The number one thing that people tell me who want to shoot street documentary photographs but don’t is that they are timid about photographing strangers, and worried about the reaction they’ll get. Concerned that the person who is their subject will get irate, angry, confrontational.
The thing is, that really never happens. People are doing their thing. You just have to go over and get the shot, whatever it takes, without hesitating, and own it like you belong there and so of course you’re making photographs. That’s easier for me because I’ve had years of experience as a photojournalist so I was given license to photograph people in public. After all, I was on assignment.
I’ve never lost that feeling. Now, I don’t even stop and think, I don’t hesitate, I just shoot. Before the shot is gone. If I were to think about it, I would probably overthink it. That’s why I say just jump, don’t shoot.
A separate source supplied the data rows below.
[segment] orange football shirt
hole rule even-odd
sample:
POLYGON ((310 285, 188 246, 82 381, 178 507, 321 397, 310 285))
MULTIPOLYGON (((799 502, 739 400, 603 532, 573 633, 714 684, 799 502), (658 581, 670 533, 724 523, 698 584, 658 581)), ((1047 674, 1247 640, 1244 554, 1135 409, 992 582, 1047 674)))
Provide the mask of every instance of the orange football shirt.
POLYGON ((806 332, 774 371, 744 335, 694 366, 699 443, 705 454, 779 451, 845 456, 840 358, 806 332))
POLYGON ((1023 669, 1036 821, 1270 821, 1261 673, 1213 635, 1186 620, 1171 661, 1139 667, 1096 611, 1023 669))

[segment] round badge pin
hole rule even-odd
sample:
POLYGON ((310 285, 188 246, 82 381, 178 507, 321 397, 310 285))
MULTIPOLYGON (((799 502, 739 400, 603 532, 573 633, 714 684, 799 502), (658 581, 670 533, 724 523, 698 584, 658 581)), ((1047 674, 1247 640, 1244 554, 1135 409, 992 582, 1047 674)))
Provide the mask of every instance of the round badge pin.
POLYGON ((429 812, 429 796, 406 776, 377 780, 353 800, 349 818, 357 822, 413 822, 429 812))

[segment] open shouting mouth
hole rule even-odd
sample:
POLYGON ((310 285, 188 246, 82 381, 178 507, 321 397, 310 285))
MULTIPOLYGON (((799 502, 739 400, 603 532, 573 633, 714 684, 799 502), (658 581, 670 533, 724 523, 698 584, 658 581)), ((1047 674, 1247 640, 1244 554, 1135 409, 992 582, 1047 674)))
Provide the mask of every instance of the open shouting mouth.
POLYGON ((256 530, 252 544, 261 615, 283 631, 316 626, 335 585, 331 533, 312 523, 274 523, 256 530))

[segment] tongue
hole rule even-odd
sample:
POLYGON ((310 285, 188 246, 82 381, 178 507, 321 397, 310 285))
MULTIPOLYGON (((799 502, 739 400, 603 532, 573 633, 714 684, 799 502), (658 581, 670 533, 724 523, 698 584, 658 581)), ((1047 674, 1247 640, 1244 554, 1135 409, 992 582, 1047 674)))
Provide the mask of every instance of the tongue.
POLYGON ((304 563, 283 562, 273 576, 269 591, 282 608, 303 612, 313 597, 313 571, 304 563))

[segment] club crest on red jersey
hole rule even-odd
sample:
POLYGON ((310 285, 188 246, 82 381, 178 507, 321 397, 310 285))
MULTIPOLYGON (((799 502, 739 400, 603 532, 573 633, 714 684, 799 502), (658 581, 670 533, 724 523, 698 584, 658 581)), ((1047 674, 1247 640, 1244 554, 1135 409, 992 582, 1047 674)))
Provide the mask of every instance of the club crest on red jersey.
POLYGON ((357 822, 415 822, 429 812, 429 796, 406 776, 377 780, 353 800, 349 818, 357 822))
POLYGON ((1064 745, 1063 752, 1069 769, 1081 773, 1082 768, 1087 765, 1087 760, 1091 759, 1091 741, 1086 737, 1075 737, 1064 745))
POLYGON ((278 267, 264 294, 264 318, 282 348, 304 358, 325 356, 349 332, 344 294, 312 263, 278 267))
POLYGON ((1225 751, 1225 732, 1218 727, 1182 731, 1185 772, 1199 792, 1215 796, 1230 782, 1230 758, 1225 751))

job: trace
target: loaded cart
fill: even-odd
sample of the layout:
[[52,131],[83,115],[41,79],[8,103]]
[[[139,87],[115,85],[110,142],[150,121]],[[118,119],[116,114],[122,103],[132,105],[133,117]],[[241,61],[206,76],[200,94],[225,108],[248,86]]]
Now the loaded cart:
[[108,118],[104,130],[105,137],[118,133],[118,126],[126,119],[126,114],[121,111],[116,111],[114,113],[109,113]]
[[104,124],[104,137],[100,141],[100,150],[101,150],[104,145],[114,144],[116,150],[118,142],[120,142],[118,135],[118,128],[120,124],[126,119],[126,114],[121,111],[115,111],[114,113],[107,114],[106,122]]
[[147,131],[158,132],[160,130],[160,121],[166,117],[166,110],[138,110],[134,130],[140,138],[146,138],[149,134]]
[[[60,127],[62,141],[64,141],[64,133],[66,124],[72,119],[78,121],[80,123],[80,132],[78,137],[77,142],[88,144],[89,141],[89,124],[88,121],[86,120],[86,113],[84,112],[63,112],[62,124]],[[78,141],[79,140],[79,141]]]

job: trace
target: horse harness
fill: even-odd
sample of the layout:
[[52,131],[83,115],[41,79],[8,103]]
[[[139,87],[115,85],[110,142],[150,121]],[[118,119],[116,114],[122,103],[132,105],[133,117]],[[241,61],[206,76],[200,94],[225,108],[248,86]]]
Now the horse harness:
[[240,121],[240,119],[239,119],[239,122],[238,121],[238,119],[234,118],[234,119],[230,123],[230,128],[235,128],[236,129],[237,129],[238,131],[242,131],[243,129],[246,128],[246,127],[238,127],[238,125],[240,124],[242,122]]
I was having dinner at a Youngstown Ohio bar, sitting out on the patio where there was an amazing guitar player and singer performing. I found this guy’s shirt hilarious, and just stepped up with my Nikon with the 28mm, I had preset the exposure, and I just walked up and photographed him and the folks sitting with him. I didn’t even notice that the two seated folks were looking at camera, watching me. It really didn’t matter. I took one exposure and sat back down at my table and carried on with my meal.
No one said anything. There was no confrontation. And the night went on. I always have an answer ready for folks if they ask why I’m shooting photographs. “I’m documenting America for a photo project named after Roy Stryker, the FSA administrator who hired Dorothea Lange who shot the famous photo, Migrant Mother.” Or, I’m a tourist and I just want to show my family this cool place.” Or, if they had said anything, I would have complimented his funny shirt.
Trust that more people will just let you do what you do. There are millions of people shooting snaps with their phones all the time. Picking up a bigger camera is a bit different, but if you’re confident, quick (I was ready to shoot immediately when I got in front of the folks above, you can’t be standing there trying to find focus and exposure), and ready with an answer for what the photo is for, you’ll have no trouble.
Get out and document this amazing world of characters.